A trial for oil giants Eni and Shell over bribery and corruption allegations in the purchase of an offshore oilfield in Nigeria was delayed for two months on Monday.
The trial had been set to start in a Milan court, but the judge said that, due to a high number of cases, it would be transferred to another chamber to avoid further delays. The trial is now set to begin on May 14, according to AFP.
Eni chief executive Claudio Descalzi, his predecessor Paolo Scaroni and several managers from Eni and Shell are among those on trial, as is ex-Nigerian oil minister, Dan Etete.
Eni — also charged with corruption in Algeria in a separate trial — and Shell stand accused of handing out bribes during the 2011 purchase of OPL245, an offshore oil block estimated to hold nine billion barrels of crude, for $1.3 billion (1.06 billion euros).

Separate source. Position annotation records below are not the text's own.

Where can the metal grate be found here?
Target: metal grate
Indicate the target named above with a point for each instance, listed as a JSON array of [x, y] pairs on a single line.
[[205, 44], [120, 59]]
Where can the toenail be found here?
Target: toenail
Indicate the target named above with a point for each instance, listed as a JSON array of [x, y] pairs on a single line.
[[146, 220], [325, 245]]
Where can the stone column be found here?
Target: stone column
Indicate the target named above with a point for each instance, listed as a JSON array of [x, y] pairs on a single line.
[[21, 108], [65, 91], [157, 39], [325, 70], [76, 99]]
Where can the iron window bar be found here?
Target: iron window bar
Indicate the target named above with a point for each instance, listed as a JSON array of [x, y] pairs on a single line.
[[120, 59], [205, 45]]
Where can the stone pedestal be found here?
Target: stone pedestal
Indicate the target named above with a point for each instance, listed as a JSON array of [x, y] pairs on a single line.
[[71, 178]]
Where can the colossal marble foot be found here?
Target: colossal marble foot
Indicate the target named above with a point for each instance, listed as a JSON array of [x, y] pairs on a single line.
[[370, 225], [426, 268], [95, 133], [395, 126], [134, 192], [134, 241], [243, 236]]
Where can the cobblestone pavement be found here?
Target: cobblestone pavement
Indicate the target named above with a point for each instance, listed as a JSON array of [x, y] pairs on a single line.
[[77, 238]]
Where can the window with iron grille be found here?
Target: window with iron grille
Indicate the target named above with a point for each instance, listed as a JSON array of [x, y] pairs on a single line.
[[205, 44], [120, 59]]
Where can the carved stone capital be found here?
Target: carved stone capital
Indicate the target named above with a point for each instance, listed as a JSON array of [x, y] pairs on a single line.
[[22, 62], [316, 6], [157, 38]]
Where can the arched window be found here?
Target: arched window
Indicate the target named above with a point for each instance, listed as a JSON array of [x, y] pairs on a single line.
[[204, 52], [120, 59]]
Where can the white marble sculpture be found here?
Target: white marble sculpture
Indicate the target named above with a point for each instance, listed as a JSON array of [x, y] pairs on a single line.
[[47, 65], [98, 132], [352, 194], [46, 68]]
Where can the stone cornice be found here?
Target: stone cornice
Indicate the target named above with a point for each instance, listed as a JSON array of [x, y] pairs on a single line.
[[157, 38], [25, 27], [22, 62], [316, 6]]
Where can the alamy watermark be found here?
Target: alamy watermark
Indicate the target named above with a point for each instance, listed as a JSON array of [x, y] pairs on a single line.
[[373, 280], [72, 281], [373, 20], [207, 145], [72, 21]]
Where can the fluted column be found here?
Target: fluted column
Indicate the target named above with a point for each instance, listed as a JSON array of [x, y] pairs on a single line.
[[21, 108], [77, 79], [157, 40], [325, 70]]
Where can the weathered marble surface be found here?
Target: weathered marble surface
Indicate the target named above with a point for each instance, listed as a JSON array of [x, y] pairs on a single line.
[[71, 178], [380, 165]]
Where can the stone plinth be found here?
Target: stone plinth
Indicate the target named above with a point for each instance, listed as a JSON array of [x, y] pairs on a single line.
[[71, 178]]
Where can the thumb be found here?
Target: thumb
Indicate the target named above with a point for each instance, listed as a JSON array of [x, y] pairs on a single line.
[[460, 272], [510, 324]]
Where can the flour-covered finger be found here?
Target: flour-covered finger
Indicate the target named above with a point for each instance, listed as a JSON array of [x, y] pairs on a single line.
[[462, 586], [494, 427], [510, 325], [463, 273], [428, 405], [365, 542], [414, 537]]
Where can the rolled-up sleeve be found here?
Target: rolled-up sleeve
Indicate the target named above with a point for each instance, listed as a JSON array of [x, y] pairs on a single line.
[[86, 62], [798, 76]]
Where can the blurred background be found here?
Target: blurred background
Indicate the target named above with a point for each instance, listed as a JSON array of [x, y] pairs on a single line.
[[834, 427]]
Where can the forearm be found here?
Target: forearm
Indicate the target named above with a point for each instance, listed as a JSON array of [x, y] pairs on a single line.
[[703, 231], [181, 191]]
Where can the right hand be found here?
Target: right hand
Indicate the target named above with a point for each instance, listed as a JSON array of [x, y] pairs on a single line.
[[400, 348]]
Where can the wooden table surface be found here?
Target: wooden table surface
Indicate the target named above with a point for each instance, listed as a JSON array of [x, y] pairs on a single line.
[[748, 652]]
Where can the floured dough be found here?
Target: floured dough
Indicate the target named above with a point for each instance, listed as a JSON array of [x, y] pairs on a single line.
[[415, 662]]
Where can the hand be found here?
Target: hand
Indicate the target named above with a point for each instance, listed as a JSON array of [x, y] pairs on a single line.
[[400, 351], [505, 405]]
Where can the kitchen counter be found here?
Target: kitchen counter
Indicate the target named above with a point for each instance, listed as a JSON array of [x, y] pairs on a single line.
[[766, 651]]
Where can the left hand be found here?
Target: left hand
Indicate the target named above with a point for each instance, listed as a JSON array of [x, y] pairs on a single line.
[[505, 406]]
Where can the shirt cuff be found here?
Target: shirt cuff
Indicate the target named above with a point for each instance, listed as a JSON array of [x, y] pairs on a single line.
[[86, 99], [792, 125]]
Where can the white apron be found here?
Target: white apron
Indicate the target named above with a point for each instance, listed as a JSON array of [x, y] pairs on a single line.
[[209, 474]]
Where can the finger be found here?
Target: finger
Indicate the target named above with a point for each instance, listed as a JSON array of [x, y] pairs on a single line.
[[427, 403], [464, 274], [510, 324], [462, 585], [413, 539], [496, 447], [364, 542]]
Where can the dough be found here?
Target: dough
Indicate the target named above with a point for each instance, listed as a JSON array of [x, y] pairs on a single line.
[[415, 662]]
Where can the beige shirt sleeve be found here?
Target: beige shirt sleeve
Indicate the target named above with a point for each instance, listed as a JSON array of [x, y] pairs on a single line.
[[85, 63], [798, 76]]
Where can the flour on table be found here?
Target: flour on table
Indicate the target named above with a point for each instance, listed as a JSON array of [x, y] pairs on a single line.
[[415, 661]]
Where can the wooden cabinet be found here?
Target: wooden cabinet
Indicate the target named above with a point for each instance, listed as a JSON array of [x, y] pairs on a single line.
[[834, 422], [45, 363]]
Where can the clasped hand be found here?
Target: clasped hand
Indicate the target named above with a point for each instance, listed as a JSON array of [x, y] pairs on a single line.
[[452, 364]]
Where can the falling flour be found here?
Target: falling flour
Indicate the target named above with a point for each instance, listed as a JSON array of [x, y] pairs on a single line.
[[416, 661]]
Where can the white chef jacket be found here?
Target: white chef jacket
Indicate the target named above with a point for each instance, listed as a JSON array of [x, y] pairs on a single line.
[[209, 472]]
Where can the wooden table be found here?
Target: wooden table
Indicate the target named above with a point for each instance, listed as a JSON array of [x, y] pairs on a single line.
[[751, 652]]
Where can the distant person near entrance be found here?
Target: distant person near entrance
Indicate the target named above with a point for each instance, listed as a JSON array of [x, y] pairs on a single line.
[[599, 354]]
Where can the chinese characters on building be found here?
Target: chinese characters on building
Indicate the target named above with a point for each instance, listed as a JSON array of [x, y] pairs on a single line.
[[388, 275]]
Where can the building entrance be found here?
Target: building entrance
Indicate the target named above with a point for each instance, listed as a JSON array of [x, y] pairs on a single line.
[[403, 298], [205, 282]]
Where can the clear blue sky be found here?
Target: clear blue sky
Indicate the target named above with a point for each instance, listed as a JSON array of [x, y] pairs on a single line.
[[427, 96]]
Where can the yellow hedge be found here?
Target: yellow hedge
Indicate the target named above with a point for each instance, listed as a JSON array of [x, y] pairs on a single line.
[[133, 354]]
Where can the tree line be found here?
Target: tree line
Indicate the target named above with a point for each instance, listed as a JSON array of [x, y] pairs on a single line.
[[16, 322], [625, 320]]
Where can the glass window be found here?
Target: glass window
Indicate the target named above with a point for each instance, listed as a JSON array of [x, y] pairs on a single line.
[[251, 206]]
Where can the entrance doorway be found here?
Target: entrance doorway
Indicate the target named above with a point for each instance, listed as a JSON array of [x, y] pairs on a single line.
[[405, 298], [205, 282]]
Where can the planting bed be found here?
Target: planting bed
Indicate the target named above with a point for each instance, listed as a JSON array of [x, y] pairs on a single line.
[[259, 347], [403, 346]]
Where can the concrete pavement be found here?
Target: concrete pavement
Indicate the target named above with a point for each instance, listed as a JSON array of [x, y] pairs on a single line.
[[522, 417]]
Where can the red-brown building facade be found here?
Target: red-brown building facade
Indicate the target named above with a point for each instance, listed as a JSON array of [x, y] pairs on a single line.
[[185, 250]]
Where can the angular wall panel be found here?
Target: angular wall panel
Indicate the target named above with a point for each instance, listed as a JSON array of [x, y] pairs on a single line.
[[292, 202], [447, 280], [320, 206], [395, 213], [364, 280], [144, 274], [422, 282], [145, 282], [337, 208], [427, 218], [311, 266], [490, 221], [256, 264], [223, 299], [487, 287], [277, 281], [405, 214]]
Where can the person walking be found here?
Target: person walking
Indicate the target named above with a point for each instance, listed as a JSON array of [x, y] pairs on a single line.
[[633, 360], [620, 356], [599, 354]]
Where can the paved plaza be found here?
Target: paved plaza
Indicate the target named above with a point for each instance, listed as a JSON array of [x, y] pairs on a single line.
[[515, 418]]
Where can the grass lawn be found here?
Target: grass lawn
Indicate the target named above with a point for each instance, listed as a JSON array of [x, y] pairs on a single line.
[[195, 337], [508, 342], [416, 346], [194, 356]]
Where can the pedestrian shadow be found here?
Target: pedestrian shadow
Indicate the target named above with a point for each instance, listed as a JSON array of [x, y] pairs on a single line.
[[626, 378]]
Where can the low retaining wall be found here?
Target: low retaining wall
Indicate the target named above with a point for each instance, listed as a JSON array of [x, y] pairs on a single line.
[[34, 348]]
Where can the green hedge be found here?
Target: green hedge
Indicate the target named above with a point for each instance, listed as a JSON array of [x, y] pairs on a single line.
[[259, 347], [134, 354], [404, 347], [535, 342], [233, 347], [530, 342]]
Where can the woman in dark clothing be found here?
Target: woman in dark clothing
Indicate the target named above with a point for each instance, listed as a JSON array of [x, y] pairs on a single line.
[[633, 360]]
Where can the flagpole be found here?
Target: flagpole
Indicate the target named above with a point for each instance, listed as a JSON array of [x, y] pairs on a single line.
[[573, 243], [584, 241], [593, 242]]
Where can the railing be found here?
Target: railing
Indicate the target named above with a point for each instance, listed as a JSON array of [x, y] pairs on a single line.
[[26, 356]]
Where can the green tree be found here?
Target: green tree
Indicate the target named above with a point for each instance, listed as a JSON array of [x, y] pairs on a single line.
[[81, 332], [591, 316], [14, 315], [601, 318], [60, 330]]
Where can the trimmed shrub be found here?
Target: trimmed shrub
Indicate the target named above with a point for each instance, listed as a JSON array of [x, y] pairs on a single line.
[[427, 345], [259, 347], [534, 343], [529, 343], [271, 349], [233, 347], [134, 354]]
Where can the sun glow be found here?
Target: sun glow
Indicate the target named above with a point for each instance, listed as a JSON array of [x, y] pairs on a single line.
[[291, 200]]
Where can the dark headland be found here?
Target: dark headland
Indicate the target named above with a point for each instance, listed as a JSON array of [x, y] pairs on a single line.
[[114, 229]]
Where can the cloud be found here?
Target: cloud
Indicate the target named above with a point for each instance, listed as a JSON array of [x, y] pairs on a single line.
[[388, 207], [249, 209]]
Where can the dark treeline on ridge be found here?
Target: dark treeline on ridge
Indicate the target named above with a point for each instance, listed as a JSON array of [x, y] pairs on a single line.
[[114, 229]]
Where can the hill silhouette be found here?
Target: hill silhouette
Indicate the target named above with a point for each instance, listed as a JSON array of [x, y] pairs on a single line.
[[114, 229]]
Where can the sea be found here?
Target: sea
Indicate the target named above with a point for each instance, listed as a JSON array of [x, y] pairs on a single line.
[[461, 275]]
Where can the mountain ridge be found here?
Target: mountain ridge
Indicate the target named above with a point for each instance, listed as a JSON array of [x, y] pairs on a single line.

Both companies deny the charges against them.
“Eni expresses its full confidence in the judicial process and that the trial will ascertain and confirm the correctness and integrity of its conduct,” the Italian firm said in a statement.
“Eni and Shell closed the deal with the government without the involvement of an intermediary. The money… was deposited into an account owned by the Nigerian government,” said Eni, which has regularly reaffirmed its trust in Descalzi.
– Major litigation –
Descalzi made it clear last year that Shell and Eni had not been “involved in the government’s decision on how to use the money”.
Shell also said it believed the judges would conclude there was no case against them, adding “there is no place for bribery or corruption in our company.”